L’autre grand enseignement concerne l’adaptabilité nécessaire dans un environnement particulièrement contraint. Ici, le chantier se déroulait sur une place piétonne très fréquentée, avec des accès réglementés, deux marchés hebdomadaires, des commerces et restaurants en pied d’immeuble, et sans possibilité de stockage sur site. Dans ce contexte, nous avons su déployer une logistique « juste-à-temps » ; il nous a fallu aussi renforcer les dispositifs de sécurité et appliquer un protocole d’intervention particulièrement rigoureux.

La mise en place de tunnels piétons, l’obtention d’autorisations municipales et préfectorales pour les accès, ainsi que l’utilisation quotidienne d’un monte-meubles ont permis d’assurer à la fois la sécurité des usagers, la fluidité des approvisionnements et la bonne tenue du planning.

Comment la contrainte de désamiantage sous SS4 a-t-elle influencé l’organisation du chantier et les méthodes de dépose/repose des menuiseries ?

Cette contrainte influe forcément sur l’organisation et doit faire l’objet d’un protocole d’intervention. La dépose en sous-section 4 fait pleinement partie des savoir-faire maîtrisés par nos opérateurs, tous régulièrement formés et habitués à ce type de protocole. La principale difficulté rencontrée sur ce chantier a concerné l’évacuation des déchets confinés, dans un contexte logistique particulièrement contraint. Nous avons mis en place une organisation dédiée : un monte-meubles a été utilisé pour sécuriser les flux, l’un de nos véhicules assurant chaque jour les approvisionnements en tout début de matinée puis l’évacuation des déchets en fin de journée. En complément, nous avons pris à bail un dépôt situé à proximité immédiate du chantier, accessible en semi-remorque, afin de stocker les déchets d’une semaine sur l’autre avant leur transfert vers l’usine de traitement. Une équipe a d’ailleurs été mobilisée spécifiquement sur cette mission pendant toute la durée du chantier.

Au-delà des performances en hiver, comment intégrer efficacement la question du confort d’été (occultations, apports solaires) sans dénaturer une façade patrimoniale aussi codifiée ?

La question du confort d’été était très attendue par les résidents.
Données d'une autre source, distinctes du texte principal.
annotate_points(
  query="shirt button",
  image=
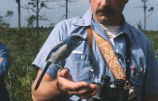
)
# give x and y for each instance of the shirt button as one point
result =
(82, 57)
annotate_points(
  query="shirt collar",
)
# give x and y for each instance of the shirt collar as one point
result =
(85, 20)
(125, 28)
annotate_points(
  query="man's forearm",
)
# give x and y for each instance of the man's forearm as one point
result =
(152, 98)
(44, 93)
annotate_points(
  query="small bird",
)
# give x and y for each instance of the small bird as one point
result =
(60, 52)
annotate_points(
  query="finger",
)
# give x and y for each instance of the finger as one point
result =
(62, 72)
(73, 87)
(95, 89)
(85, 92)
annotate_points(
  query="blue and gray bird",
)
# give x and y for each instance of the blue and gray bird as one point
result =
(60, 52)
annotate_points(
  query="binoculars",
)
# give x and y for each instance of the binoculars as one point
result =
(111, 91)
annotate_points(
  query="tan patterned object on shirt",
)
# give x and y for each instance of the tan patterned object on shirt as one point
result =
(110, 57)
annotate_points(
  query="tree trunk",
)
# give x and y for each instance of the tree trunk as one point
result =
(37, 17)
(19, 15)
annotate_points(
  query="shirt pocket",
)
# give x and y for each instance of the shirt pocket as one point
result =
(137, 75)
(78, 65)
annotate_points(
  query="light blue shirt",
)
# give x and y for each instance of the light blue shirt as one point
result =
(142, 55)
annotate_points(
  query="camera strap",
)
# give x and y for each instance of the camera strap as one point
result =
(111, 59)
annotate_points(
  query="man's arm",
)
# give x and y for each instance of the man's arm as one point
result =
(48, 89)
(44, 92)
(152, 98)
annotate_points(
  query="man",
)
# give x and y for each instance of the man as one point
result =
(4, 66)
(75, 83)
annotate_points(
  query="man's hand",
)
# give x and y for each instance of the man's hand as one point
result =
(66, 85)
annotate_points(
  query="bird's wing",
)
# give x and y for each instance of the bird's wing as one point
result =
(54, 49)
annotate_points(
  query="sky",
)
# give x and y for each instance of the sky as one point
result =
(133, 12)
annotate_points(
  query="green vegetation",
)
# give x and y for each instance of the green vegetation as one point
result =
(23, 47)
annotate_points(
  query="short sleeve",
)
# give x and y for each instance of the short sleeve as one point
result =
(151, 80)
(4, 59)
(53, 39)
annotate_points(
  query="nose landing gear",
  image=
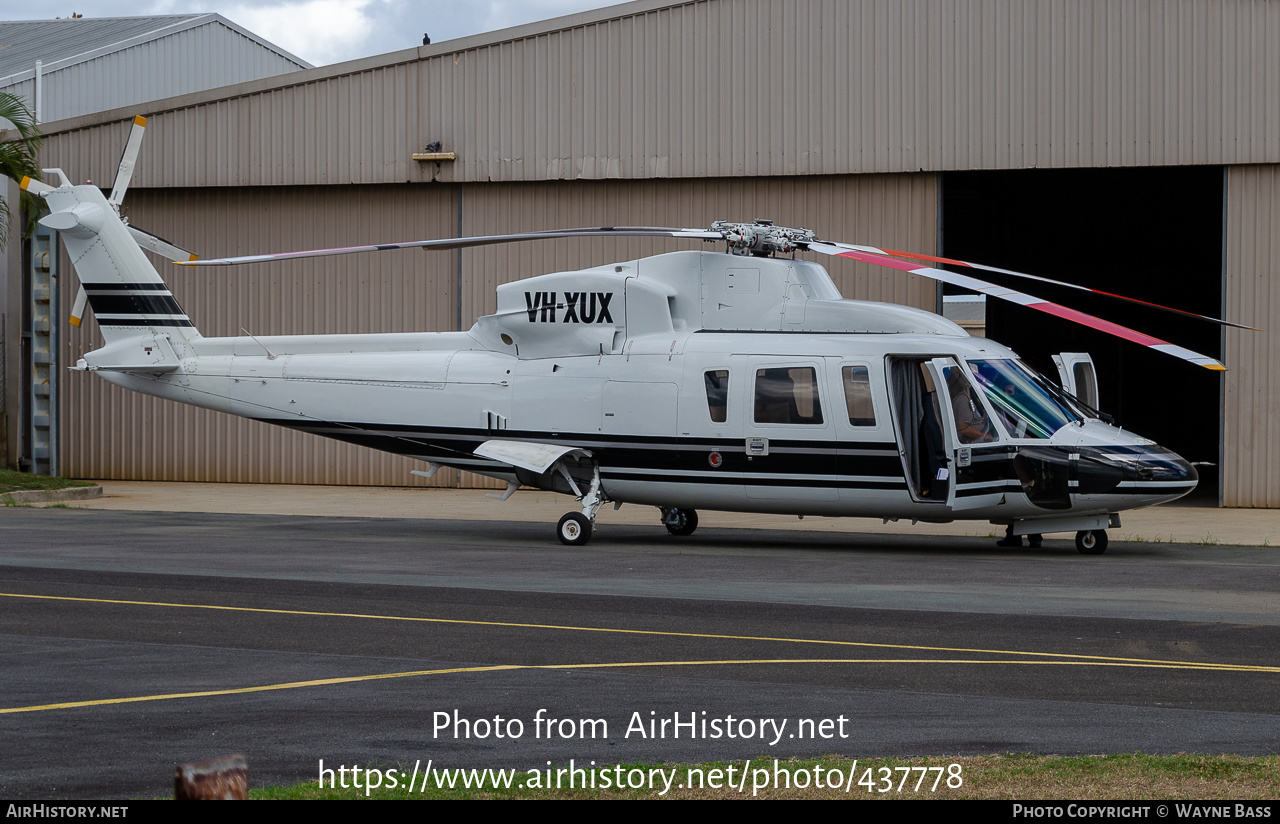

D’emblée, les Architectes des Bâtiments de France ont exclu la possibilité d’installer une protection solaire extérieure, précisément pour préserver l’écriture architecturale de l’ensemble. La réponse a donc été recherchée à partir des conclusions de l’étude thermique menée en amont pour le maître d’ouvrage. Celle-ci a conduit à la prescription d’un rideau intérieur technique, constitué de trois couches de matériaux distincts, capable d’améliorer sensiblement le confort thermique aussi bien en hiver qu’en été. L’idée était de proposer une solution efficace, mais visuellement sobre, compatible avec le caractère très codifié de la façade. Cette solution a été complétée par un dispositif de brassage d’air intégré au lot électricité, avec l’installation de brasseurs d’air dans les chambres et les pièces de vie.

Nombre d'Or

Vue aérienne de la résidence du Nombre d’Or à Montpellier.